Frelinghuysen, Theodore Jacobus
FRELINGHUYSEN, THEODORE JACOBUS
Dutch Reformed pastor, influential in the growth of pietism and the development of the great awakening in America; b. Hagen, Westphalia, Germany, Nov. 6, 1692; d. after May 1747. He was the son of a Reformed pastor, and he studied for the ministry in Germany and Holland. In 1717 he was ordained by the Coetus of Embden, Holland, and given a pastoral charge in East Fries-land. In 1719 he accepted a call to the Dutch congregations in the Raritan Valley of New Jersey.

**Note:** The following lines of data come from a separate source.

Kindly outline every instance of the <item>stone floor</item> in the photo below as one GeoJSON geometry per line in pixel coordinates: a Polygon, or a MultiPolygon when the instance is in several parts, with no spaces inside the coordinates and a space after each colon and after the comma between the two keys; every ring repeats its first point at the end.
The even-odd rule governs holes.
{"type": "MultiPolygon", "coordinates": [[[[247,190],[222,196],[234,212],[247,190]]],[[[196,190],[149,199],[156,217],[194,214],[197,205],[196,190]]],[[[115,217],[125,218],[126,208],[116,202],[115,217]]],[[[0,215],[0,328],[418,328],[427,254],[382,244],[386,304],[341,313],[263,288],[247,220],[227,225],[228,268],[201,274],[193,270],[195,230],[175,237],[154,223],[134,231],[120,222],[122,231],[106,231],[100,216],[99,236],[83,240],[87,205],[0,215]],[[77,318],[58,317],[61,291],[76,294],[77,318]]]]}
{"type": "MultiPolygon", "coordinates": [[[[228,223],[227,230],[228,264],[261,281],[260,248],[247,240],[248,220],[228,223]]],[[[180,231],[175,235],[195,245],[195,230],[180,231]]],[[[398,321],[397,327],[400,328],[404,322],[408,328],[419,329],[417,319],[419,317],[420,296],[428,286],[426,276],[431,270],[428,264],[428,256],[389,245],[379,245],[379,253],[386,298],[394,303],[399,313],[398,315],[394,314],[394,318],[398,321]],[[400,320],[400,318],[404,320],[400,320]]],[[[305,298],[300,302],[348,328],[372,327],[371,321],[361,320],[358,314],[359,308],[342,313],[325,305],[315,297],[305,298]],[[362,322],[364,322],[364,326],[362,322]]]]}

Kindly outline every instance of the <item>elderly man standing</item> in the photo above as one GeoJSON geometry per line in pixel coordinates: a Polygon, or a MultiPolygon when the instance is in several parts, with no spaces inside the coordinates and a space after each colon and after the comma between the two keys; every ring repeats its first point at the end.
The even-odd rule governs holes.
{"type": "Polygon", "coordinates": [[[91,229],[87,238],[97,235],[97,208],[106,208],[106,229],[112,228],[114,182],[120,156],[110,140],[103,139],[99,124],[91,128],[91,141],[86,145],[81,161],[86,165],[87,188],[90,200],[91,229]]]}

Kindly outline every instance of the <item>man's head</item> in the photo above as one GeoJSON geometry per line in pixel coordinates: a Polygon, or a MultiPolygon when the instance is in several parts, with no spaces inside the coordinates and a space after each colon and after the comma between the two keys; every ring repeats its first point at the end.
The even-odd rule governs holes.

From his arrival in 1720, Frelinghuysen sought to combat the formalism of worship and the laxity of his congregations. His sermons stressed personal conviction of sin, true repentance, faith, and the work of the Holy Spirit in regeneration. He encouraged private prayer meetings and lay preaching. His new approach and free use of excommunication led some parishioners to appeal to Henricus Boel, a conservative New York pastor, and involved Frelinghuysen in controversy from 1723 to 1732. He was active in the movement for greater autonomy for the Dutch Reformed churches in America beginning in 1737 and favored the wider use of English in services (see reformed churches, ii: north america). He cooperated closely with the Presbyterians, particularly Gilbert Tennent, and in 1739–40, George whitefield. His sermons were published in English translation by William Demarest (New York 1856).
Bibliography: p. h. b. frelinghuysen, Theodorus Jacobus Frelinghuysen (Princeton 1938). f. j. schrag, Pietism in Colonial America (Chicago 1948). c. h. maxson, The Great Awakening in the Middle Colonies (Chicago 1920).